The Friends of the Georgia Archives and History presented the Appling Sword to Gov. Nathan Deal yesterday. The sword had been missing from Georgia since 1909.
After it was discovered recently in a private collection, FOGAH raised $100,000 to buy it back for Georgia. For that effort FOGAH is to be commended.
The sword was commissioned in 1816 to honor Lt. Col. Daniel Appling of Columbia County. Appling and his men defeated the British at Big Sandy Creek in upstate New York in May of 1814. The sword was made for a real Georgia hero.
It was a tragedy that Appling died before the sword could be presented to him. Today’s tragedy is that the Georgia Archives is still virtually off-limits to the citizens of Georgia.

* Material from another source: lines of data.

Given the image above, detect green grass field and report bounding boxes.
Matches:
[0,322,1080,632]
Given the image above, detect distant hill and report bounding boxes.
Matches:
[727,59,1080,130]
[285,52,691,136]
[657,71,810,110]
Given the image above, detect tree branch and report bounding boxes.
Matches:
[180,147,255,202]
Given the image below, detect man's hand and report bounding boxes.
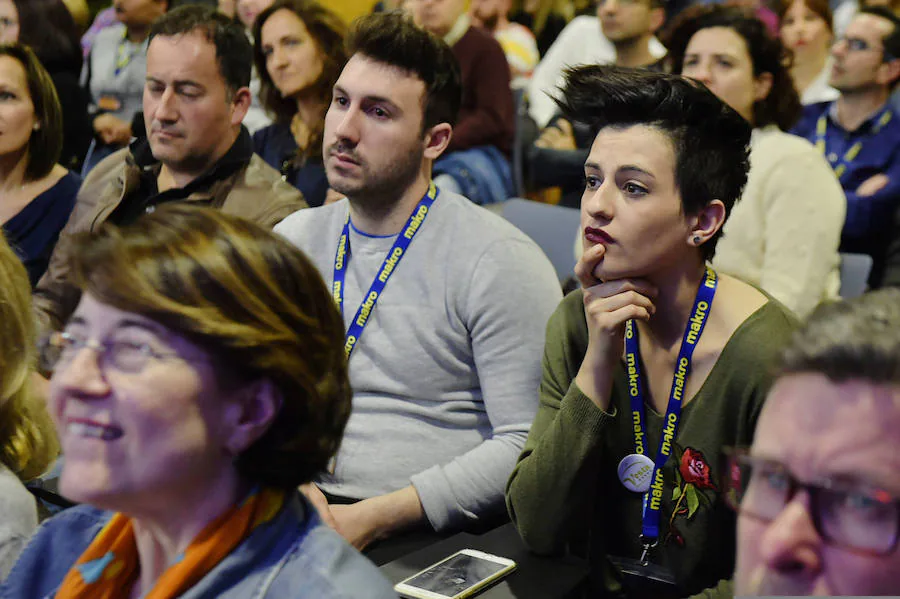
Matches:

Does Georgia have a modern-day hero who will return the Archives to the people of Georgia, the people to whom it belongs? Gov. Deal?
Vivian Price Saffold
I hope that Governor Deal will come through for us. I wish that he would take a look at what knowledge will be lost on November 1 if he does not retain all of the current staff. Once that knowledge is gone, it may very well be lost forever. And so may access to many of Georgia’s records. An archives is not like a public library within a library system, with a system-wide, somewhat self-explanatory database. The collection is unique at each archives, and so the cataloging and databases are unique as well. It takes years to learn the collections of an archives. The knowledge must be past on from veteran employees to new hires so that access to records is not lost. I cannot see under the current plan how staff from the University System of Georgia will learn the collections next year when many of the knowledgeable staff members of the current Archives will be gone as of November 1. I wish that he would step forward and give us some real answers as to how the staff knowledge will be transferred to new hires so that access to all of Georgia’s unique records is maintained for the future. Just keeping a building open is not providing access to the treasures within. It would be like shelving the records in a giant warehouse, giving a Georgia citizen a warehouse door key, and wishing him or her good luck.